“I just need to sign in real quick to see what’s going on!”

I have said this to newly arrived patients innumerable times in the past 10 years since the advent of electronic medical records. The computer is attached to the wall on the opposite side of the diminutive exam room, often requiring fairly deft maneuvering to get to.

My staff documents the reason the patient has come in to be seen, known as the chief complaint, and enters their blood pressure, height and weight into the visit note for the day. If I don’t log in, I have to ask the patient for the third or maybe even a fourth time why they are there, and it really takes away from the idea of working as a team.

Do you ever wonder what happens with all that information about you that is typed up every time you visit a doctor?

Cory Lum/Civil Beat

Recently, I was talking to a woman I’ve seen for almost 20 years, and she asked me a question so simple, I couldn’t believe I was stumped.

“Dr. K, has medicine actually improved with all of this typing you and your staff seem to be doing all the time?”

I was taken aback. After all, her health hadn’t changed much, she still had the same medical conditions, and was on a relatively small list of pills. Are computers helping to take better care of patients?

Some improvements are obvious. No more deciphering of a doctor’s handwriting, easy access to reading the notes of colleagues, test results in a few clicks of the mouse, x-rays to show to patients and point out abnormal findings that are easier to see than to explain.

But the downsides are many, often unseen, and usually driven by forces not related to actual patient care.

The computerization of medicine has led to several complications that do not improve overall medical care for patients. Chart inaccuracies, medication duplication, and cloned notes are just a few.

One of my colleagues pointed out that on the hospital floors, the keyboards for the computers are so well worn, that every few months they need to be replaced.

When our hospital first went onto the electronic record system, it was unclear how to put all of the information from the old paper charts into the new computer ones. Medical records staff were assigned to do some data entry, but it was mainly the doctors that were tasked with typing all of this information into the different sections of the electronic chart.

However, as with any large system, some doctors noted the diagnoses correctly, some noted symptoms only, and some didn’t note anything at all.

These days I often find incomplete documentation of surgeries that are not entered into the past surgical history, or the opposite, five diagnoses of the same condition in the same place. Diabetes, for example, listed in different ways.

Until there is a uniform way of listing medical conditions, and some type of system that double-checks the duplications, this problem will continue.

Medication duplication is another big problem with electronic medical records. Some prescriptions that were given one time are listed forever, and never deleted. Changes in dosing of medication requires not only entering in the name of the medication and sending a virtual prescription to the pharmacy, but now another step, often missed: deleting the previous medication that was discontinued, or the prior dose.

At least once a day I see medications listed that have more than one dose on file as an active prescription. Pharmacies send in faxes for refills, and it might list a completely different amount of the medicine. Patients have to be called, they wonder why it’s not correct in the computer, and staff have to waste a lot of time dealing with inaccuracies in the chart.

Notes have also become volumes of information that just go on endlessly. After all, there is no limit to how much information can be included. That golden nugget of information at the end can easily be missed in the massive amount of information. Sometimes, it’s not even there, or finding it seems impossible.

Note-cloning is another downside of the electronic records. It’s so easy to just cut/paste the previous note into the chart, and change the date or maybe the vital signs. In some cases, maybe everything is the same, but it just seems like the very fact that all of this information is needed each and every time is the problem.

For many physicians, the main driver of all of this documentation is billing. In order to get paid for their services, there are rules on what needs to be in the notes for different levels of care, and if it’s not there, then the services may not be paid for, or will be at a reduced rate. In order to prevent this from happening, any possible pertinent information is included, making the notes that used to be one page, now 10 times that long. It’s just too easy to click a few buttons and include everything, necessary or not.

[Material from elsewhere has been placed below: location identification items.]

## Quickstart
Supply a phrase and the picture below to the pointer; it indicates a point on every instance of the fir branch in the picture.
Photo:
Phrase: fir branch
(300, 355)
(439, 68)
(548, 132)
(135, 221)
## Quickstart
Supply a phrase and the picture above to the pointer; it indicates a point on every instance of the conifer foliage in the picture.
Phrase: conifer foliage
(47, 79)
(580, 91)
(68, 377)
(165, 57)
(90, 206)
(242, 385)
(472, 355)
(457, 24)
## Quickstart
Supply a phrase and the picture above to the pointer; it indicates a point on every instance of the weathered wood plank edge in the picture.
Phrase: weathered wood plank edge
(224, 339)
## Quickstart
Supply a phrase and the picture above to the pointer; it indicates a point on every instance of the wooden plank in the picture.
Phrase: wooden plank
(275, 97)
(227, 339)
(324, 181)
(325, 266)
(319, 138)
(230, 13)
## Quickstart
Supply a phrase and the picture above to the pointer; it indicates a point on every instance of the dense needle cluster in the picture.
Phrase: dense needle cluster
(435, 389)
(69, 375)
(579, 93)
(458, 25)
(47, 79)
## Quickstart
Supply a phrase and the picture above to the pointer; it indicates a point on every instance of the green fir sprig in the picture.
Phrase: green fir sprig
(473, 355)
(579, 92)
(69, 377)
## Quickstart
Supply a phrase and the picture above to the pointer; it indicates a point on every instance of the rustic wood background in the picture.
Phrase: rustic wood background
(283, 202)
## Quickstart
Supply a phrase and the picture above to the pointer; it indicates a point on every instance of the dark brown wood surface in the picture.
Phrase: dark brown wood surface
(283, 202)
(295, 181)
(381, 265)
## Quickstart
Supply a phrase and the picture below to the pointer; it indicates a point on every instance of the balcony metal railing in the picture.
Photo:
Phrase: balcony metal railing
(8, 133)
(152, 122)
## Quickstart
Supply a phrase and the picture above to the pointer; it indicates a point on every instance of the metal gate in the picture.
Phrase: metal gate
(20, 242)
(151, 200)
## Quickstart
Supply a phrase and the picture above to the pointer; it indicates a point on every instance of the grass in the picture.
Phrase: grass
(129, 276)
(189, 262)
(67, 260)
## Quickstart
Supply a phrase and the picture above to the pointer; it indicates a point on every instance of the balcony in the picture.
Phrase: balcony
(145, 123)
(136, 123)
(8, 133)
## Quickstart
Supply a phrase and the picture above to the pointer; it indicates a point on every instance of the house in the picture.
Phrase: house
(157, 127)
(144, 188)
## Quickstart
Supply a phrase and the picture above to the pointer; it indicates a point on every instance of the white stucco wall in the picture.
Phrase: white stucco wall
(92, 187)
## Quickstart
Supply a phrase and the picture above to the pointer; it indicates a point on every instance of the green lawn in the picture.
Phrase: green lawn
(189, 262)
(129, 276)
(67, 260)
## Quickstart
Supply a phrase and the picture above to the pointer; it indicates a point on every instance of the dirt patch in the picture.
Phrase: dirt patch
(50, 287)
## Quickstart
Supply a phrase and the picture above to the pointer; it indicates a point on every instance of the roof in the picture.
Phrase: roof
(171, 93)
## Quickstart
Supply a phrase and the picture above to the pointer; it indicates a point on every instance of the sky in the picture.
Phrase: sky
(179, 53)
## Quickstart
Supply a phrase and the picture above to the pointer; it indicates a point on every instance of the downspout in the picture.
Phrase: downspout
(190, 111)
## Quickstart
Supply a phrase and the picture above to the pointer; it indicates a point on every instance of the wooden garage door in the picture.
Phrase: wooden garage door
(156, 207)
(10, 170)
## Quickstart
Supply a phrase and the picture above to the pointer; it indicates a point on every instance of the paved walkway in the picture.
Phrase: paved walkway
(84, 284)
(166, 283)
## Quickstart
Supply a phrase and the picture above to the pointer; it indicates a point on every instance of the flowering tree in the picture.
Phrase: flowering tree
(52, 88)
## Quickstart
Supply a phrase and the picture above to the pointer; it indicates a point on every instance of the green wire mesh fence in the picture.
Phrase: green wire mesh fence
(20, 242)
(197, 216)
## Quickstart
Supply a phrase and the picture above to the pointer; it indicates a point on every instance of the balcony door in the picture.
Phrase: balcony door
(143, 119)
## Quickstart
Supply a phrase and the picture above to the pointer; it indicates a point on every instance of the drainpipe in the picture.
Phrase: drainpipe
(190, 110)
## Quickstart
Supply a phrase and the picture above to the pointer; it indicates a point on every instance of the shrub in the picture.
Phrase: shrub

One of my colleagues pointed out that on the hospital floors, the keyboards for the computers are so well worn, that every few months they need to be replaced.

The incredible demand for more documentation has also led to the creation of a whole new profession — medical scribes. These are people who follow around the doctor just to document the notes so that the physician can focus on patient care and not on the computer.

Do medical scribes improve patient care?

In the end, after my patient asked me that question, and I looked as stumped as I felt, it became clear to me that with electronic medical records there is a good side, definitely a bad side, and sometimes an ugly one too.

After folding up the keyboard and turning the computer away, we talked about how she was doing, and what was bothering her. Maybe not the most efficient way to go about charting the visit, but certainly the most pleasing one, for both of us.